さっさと片付けて、地図作成道具を持って来てしまう薄情さ。 くそう、クールだなぁ。
地図は、どう作って行こうかって相談の結果、
簡単なイラストをスケッチブックの小さなサイズに書いてもらい、
並べてみることで、位置関係をザックリ見てみることにした。
「まずは、そのソファーのある部屋か。そのソファーが丹羽家にあったんだ?」
「はい。色やキリム、あ、このかけ布の事ですが、これは健の気分で変わります。
大きさは佐倉さんが座ってるのくらい。これが中央にあって、昔はこの下にフカフカのラグが敷いてあって」
座り心地の良さそうな布製なのかなソファーが描かれて、掛け布もザックリ描かれる。
その脚下にラグを描くための点々線を引く。
「でも、これは、健が中学になる前に、相談して外したんです」
「え、どうして?なんか意味あるんだ?」
カオルは深く息を吐く。
「健が言い出しました。『僕は中学生になるから、これからはもうカオル君に色々頼まない』って。
それまでは、ソファーにどっちが座ってもいいように、座ってない方は、このラグに居たりしたんです。

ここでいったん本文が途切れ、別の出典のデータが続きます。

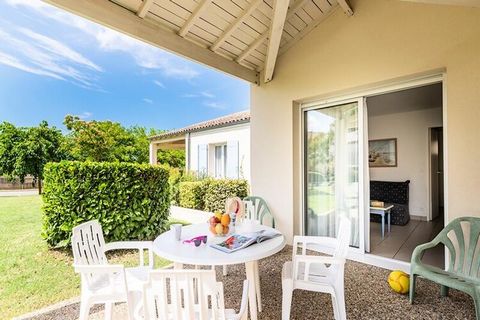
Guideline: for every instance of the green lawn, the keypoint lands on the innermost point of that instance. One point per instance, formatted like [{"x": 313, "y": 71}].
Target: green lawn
[{"x": 32, "y": 275}]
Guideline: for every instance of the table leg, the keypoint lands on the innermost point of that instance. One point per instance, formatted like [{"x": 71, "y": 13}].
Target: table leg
[
  {"x": 383, "y": 225},
  {"x": 177, "y": 265},
  {"x": 257, "y": 283},
  {"x": 252, "y": 289},
  {"x": 388, "y": 221}
]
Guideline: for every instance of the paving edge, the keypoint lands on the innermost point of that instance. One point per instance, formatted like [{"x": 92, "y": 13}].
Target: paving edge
[{"x": 48, "y": 309}]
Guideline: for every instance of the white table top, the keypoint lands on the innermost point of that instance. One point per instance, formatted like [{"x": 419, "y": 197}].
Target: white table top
[
  {"x": 167, "y": 247},
  {"x": 382, "y": 208}
]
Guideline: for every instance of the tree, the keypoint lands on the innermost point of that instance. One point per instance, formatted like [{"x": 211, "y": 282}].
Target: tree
[
  {"x": 99, "y": 140},
  {"x": 10, "y": 137},
  {"x": 25, "y": 151}
]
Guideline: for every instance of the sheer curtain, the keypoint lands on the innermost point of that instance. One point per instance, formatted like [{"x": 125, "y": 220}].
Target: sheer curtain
[{"x": 332, "y": 169}]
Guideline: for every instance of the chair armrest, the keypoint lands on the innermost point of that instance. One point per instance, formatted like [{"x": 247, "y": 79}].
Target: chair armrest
[
  {"x": 319, "y": 259},
  {"x": 417, "y": 252},
  {"x": 141, "y": 246},
  {"x": 125, "y": 245},
  {"x": 98, "y": 268}
]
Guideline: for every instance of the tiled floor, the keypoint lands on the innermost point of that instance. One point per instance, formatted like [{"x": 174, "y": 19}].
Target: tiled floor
[{"x": 402, "y": 240}]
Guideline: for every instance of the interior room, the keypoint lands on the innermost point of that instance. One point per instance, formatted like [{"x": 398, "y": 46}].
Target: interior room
[{"x": 405, "y": 132}]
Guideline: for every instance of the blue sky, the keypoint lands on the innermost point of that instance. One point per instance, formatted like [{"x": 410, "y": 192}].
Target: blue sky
[{"x": 53, "y": 63}]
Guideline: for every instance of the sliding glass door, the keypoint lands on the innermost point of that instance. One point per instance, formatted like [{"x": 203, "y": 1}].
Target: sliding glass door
[{"x": 332, "y": 178}]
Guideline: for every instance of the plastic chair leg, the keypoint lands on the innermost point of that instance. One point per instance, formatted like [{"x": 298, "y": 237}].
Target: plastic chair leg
[
  {"x": 413, "y": 282},
  {"x": 109, "y": 310},
  {"x": 444, "y": 291},
  {"x": 287, "y": 293},
  {"x": 84, "y": 310}
]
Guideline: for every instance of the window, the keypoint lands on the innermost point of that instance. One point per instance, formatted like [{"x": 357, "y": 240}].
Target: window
[{"x": 221, "y": 161}]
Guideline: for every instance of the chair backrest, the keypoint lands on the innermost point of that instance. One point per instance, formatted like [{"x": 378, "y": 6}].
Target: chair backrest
[
  {"x": 88, "y": 245},
  {"x": 257, "y": 209},
  {"x": 461, "y": 237},
  {"x": 236, "y": 205},
  {"x": 183, "y": 295},
  {"x": 304, "y": 263}
]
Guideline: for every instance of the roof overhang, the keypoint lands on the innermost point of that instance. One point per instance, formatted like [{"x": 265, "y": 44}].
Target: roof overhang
[{"x": 242, "y": 38}]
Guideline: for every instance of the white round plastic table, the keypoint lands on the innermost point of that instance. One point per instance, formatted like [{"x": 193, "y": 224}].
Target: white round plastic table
[{"x": 167, "y": 247}]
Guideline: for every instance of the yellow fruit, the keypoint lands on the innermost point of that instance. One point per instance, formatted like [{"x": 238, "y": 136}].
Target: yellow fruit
[
  {"x": 219, "y": 228},
  {"x": 225, "y": 220},
  {"x": 212, "y": 230},
  {"x": 399, "y": 281}
]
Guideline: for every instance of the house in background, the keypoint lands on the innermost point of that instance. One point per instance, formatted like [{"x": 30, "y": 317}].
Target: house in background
[
  {"x": 328, "y": 77},
  {"x": 218, "y": 148}
]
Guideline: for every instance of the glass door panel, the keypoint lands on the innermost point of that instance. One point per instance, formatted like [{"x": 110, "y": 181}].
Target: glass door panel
[{"x": 332, "y": 169}]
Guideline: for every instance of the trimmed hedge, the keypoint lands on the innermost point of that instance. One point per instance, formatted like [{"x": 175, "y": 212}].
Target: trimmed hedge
[
  {"x": 218, "y": 191},
  {"x": 210, "y": 195},
  {"x": 131, "y": 201},
  {"x": 191, "y": 194}
]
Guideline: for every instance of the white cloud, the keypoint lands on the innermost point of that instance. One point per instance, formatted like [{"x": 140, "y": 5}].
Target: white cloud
[
  {"x": 144, "y": 55},
  {"x": 214, "y": 105},
  {"x": 85, "y": 115},
  {"x": 13, "y": 62},
  {"x": 203, "y": 94},
  {"x": 160, "y": 84},
  {"x": 57, "y": 48},
  {"x": 46, "y": 57}
]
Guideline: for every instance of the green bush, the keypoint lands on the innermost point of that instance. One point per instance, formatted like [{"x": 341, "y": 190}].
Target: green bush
[
  {"x": 174, "y": 179},
  {"x": 210, "y": 194},
  {"x": 192, "y": 194},
  {"x": 218, "y": 191},
  {"x": 131, "y": 201}
]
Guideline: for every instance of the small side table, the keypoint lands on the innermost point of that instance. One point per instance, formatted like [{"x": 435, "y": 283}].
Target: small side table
[{"x": 382, "y": 211}]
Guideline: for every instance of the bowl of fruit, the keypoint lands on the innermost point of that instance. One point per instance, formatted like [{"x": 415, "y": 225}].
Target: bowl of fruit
[{"x": 219, "y": 224}]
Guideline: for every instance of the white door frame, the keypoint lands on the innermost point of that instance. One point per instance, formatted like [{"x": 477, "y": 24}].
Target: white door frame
[
  {"x": 394, "y": 85},
  {"x": 361, "y": 147}
]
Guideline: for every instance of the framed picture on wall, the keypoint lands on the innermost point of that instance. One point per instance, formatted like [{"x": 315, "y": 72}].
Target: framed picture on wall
[{"x": 382, "y": 153}]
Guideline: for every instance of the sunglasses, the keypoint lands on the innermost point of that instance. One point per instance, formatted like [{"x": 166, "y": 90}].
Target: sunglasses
[{"x": 197, "y": 240}]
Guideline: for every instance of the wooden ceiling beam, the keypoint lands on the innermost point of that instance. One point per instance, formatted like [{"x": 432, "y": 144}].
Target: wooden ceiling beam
[
  {"x": 144, "y": 7},
  {"x": 345, "y": 7},
  {"x": 280, "y": 8},
  {"x": 293, "y": 10},
  {"x": 232, "y": 27},
  {"x": 123, "y": 20},
  {"x": 194, "y": 17}
]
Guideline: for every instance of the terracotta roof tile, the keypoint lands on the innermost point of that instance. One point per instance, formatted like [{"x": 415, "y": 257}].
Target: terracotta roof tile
[{"x": 231, "y": 119}]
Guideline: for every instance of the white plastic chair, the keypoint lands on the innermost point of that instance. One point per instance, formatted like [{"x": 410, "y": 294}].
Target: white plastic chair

困ったらすぐに代われるでしょう?だから便利で。それに、ソファーに座ってる方のしてることも見えて
実体験してなくても、感覚的にわかるようになっていたんだと思います。
だから、もう、ラグは要らないよって、捨ててしまったんです。思えば、それが間違いだった」
「間違いって?」
「このソファーは必ず一度に一人しか座れないんです。ラグは座らなくても向こうがわかるのに
それを取ってしまうと、何が起きているか、座ってないと、うっすらと気配しかわからなくなる」
次の紙を、スケッチブックから切り離し、今度は、天蓋付きの古めかしいベッドを描きだした。
「このベッドは、天蓋こそないけど、ママと健が寝ていたベッドと一緒のデザインです。
僕等は眠る時、ここで二人で一緒に眠りました。
どちらかがソファーに座り、そうじゃない方がラグにいてソファーの足元に凭れてるのが普通だったのに。
ラグがなくなって、朝になったらソファーに座るか、こっちのベッドに居るかしか選べなくなりました。
健が、決めたんです。もう、中学生になるから、なるべく一人で頑張るって」
これは隣の部屋にあるんだって言って、ソファーの部屋の絵の下に並べた。
俺の医学知識で推察するに、ステージ(表層)とステージ裏(深層)の表現だと思う。
しかも、カオルが言うには、この、ベッドルームは、健が唯一許したカオルしか入れないんだそうだ。
カオルの言ってることを、イメージして考えてみる。
隣の部屋で誰かが何かしててだよ、壁とかで見えないじゃんか。
音とか気配はわかってもね?だから、詳しくは想像するしかない。そういう感覚か。
だから、外部情報の共有が難しくなったってことが言いたいんだな。
「僕は、ママが亡くなって、一人でこのベッドで泣いてる健に呼ばれてここに来たんです。
どこから呼ばれて来たかを、思い出そうとしたんです、さっき、眠ってる時。
そしたら、何の準備もしてないのに、お城に落とされてしまった」
「お城って、前に言ってた、真っ暗な古い洋館風の所?」
こくん、と、カオルは頷いて、唇に色鉛筆を当てる。
けっこう深刻で重要なキーを話されてるのに、俺としたら、
その朱鷺色の唇と偶然手にしてる補色の鶯色の色鉛筆との対比に、見とれてた。